O pequeno Francisco José é afeito a ritualística religiosa desde muito cedo. Há registro fotográfico dos dois irmãos, onde ele com aproximadamente sete anos, aparece com um terço a mão. 

Aos vinte e dois anos, em 01 de agosto de 1950 ingressa no Seminário Menor de Sobral, idade já considerada avançada, aquela época, para o inicio da vida religiosa. O Seminário Maior cursou em São Paulo, no Seminário Central da Imaculada Conceição, um dos seminários mais antigos do Brasil. O fato da mudança para São Paulo, explica-se pelo motivo de que nos anos cinquenta Sobral não contava com o Seminário Maior, sendo necessária a transferência para outros seminários.

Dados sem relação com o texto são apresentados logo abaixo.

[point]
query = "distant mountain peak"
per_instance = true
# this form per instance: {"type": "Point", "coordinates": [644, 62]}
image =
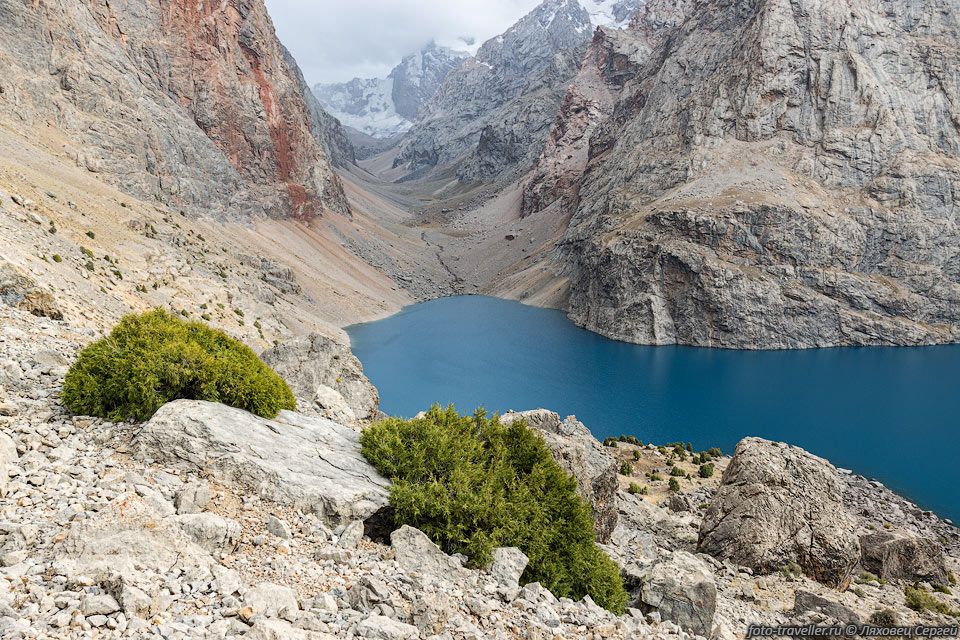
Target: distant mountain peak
{"type": "Point", "coordinates": [384, 107]}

Apesar da Diocese de São Paulo ter sido criada em 1745 pela Bula Papal Condor Lucis Aeternae somente em 1853 na gestão do Bispo Dom Antônio Joaquim de Mello é lançada a pedra fundamental do primeiro seminário para o clero diocesano de São Paulo. Na gestão de Dom Duarte Leopoldo da Silva, primeiro Arcebispo de São Paulo o Seminário da Luz é transformado em Seminário Central da Imaculada Conceição do Ipiranga, elevando-o a dignidade de Seminário Provincial que levaria a receber seminaristas para formação de todo o Brasil.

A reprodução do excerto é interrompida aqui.